Step 1: Download and install Basilisk II

The latest versions for Windows, OS X and Linux can be found on the E-Maculation Forum.

For Windows, you need a combinations of downloads: the BasiliskII.exe file from the 2015 build and the complete Basilisk II application from the 2010 build located on the internet archive and the GTK-runtime environment.

Step 2: Download and select a ROM file

To run Basilisk II you’ll need a file containing a copy of the ROM from the 68k Macintosh System you want to emulate.   Luckily, the macintosh repostiory has made them available to download.  I personally use the ROM image I generated from my LCIII using the ROM dumping utility bundled with Basilisk.   I believe you must use a ROM from a 68k System that supports 32bit memory.  Basilisk II comes with a program called Basilisk II Gui that you can use to setup Basilisk, the basic instructions from Emaculation can help you out.

Step 3: Get or create your startup disk

If you don’t already have BasiliskII setup and need a startup disk image, I suggest using the minimal System 7.5.5 Iomega Zip Disk image I created to get you up and running.   This image includes a minimal version of System 7.5.5 and several utilities that will help you install files under Basilisk.


Step 5: Download the Disk image(s) that you want to modify or copy from

You can download image files for floppy disks, floppy-EMU, Iomega Zip Disk, CD-ROM, and SD cards from my site that all work with Basilisk.  I suggest you use the images you want to modify as your second or later volume under Basilisk II.  In the example below I’ve used my Iomega Zip Disk image as the bootable volume, and I’m modifying my bootable CD-ROM image file before I burn it on to a CD-ROM disk for using on my LCIII.

For Windows I didn’t need to use HFVExplorer, and instead I was able to use the “enable my computer” feature which added a “This PC” icon to my desktop that I could used to access files on my Windows machine to copy in to Basilisk, including copying the OS 7.5.3 upgrade files to install the full version of OS 7.5.3 from the internet archive’s November 2012 snapshot of apple’s FTP site, then upgrading to OS 7.5.5 also from the internet archive’s snapshot.   If you’re using my Iomega Zip Disk image as the bootable volume, I’ve included StuffIt Expander 5.5, which you can use to unwrap the .bin files.

Once you’ve added or removed the files you want for a image, follow the instructions on it’s page for how to copy the updated image on to a floppy disk, floppy-EMU SD or MicoSD card, Iomega Zip Disk, CD-ROM, or SCSI2SD SD card on to the supported device.





2 thoughts on “Setting up your vintage (classic) 68k Macintosh – Using Basilisk II

  1. Very curious, I’m having problems on my SE. Is this because it’s not a 32bit?

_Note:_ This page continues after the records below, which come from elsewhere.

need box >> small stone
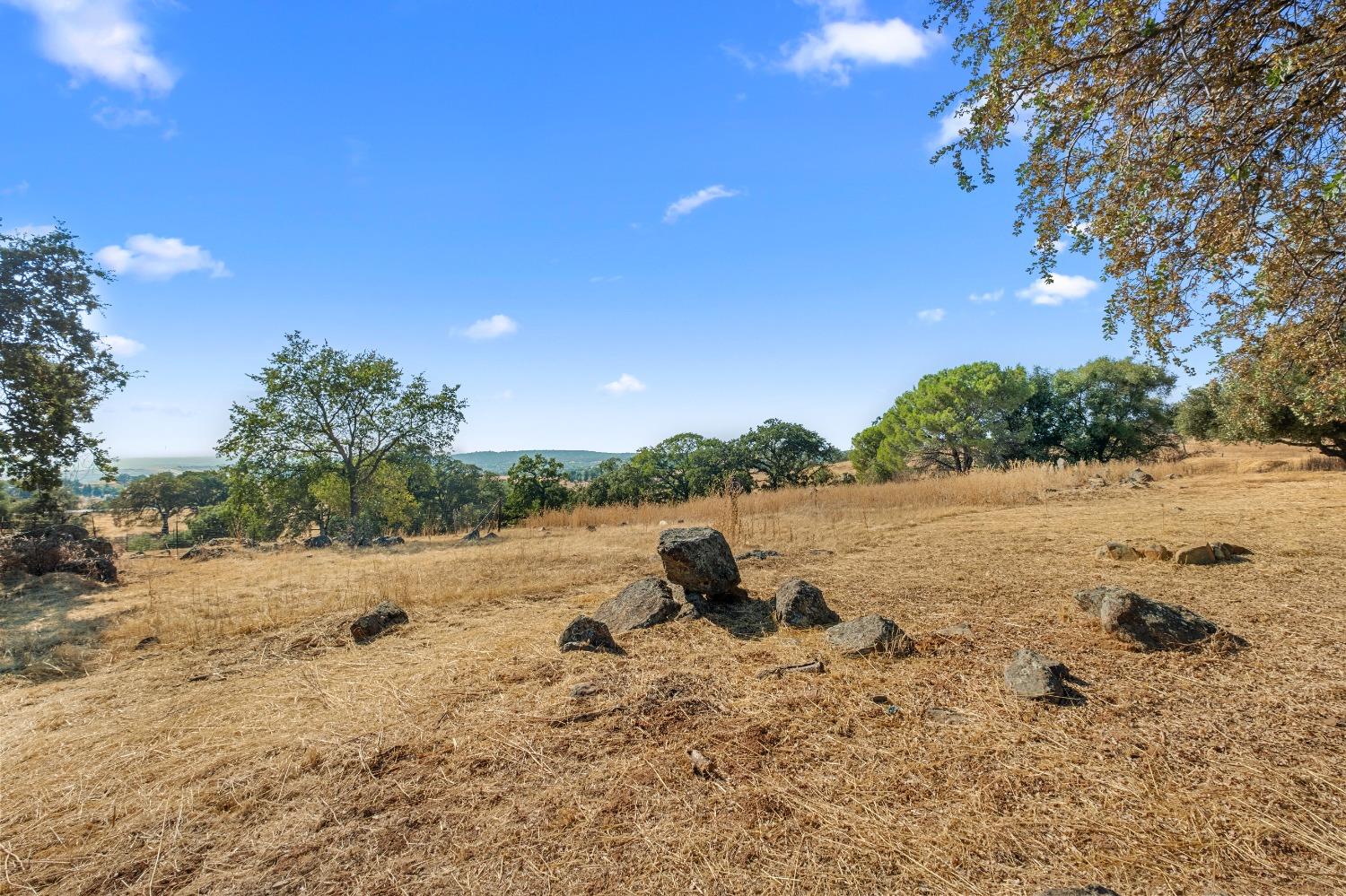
[1006,650,1069,700]
[1174,545,1219,567]
[556,616,621,654]
[1095,541,1141,560]
[1136,541,1174,560]
[773,578,842,629]
[828,615,913,657]
[350,600,406,645]
[594,576,683,632]
[734,549,781,560]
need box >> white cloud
[1015,274,1098,306]
[463,315,519,339]
[783,16,934,86]
[93,104,159,131]
[99,334,145,358]
[664,183,740,223]
[93,233,233,280]
[602,374,645,396]
[0,0,178,93]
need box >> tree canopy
[217,333,466,541]
[931,0,1346,425]
[0,226,128,503]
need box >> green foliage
[851,358,1176,482]
[851,361,1033,482]
[108,471,229,535]
[505,455,571,519]
[1176,352,1346,459]
[0,226,128,514]
[1036,358,1176,463]
[217,333,466,541]
[739,419,836,489]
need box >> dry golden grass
[0,452,1346,896]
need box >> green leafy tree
[217,333,466,541]
[0,225,128,514]
[851,361,1033,482]
[933,0,1346,425]
[505,455,571,519]
[108,471,229,535]
[1026,358,1176,463]
[1176,352,1346,460]
[738,419,836,489]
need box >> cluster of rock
[0,524,118,583]
[1095,541,1254,567]
[1004,586,1248,702]
[557,526,913,657]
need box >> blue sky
[0,0,1179,457]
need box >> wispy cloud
[664,183,742,223]
[93,233,233,280]
[1015,274,1098,307]
[781,0,937,86]
[602,374,645,396]
[0,0,178,94]
[99,334,145,358]
[463,315,519,339]
[93,102,159,131]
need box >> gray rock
[556,616,621,654]
[772,578,842,629]
[350,600,406,645]
[1006,650,1071,700]
[931,623,972,640]
[1174,545,1219,567]
[828,616,913,657]
[734,549,781,560]
[1095,541,1141,560]
[594,576,683,632]
[659,526,748,597]
[1076,586,1245,650]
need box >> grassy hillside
[0,444,1346,896]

Is it because it runs a 68000 Instead of a 68030? I need to use a 32bit rom I understand but then the rom does not match my machines rom. How could I solve this issue?

    • What problems? Will it not boot? Before you try using any of the images I created you’ll need to open the image in Basilisk and then change the memory setting to 24bit and shut down the emulator.
      After you make this change the image will NOT boot in Basilisk, but should boot under your SE.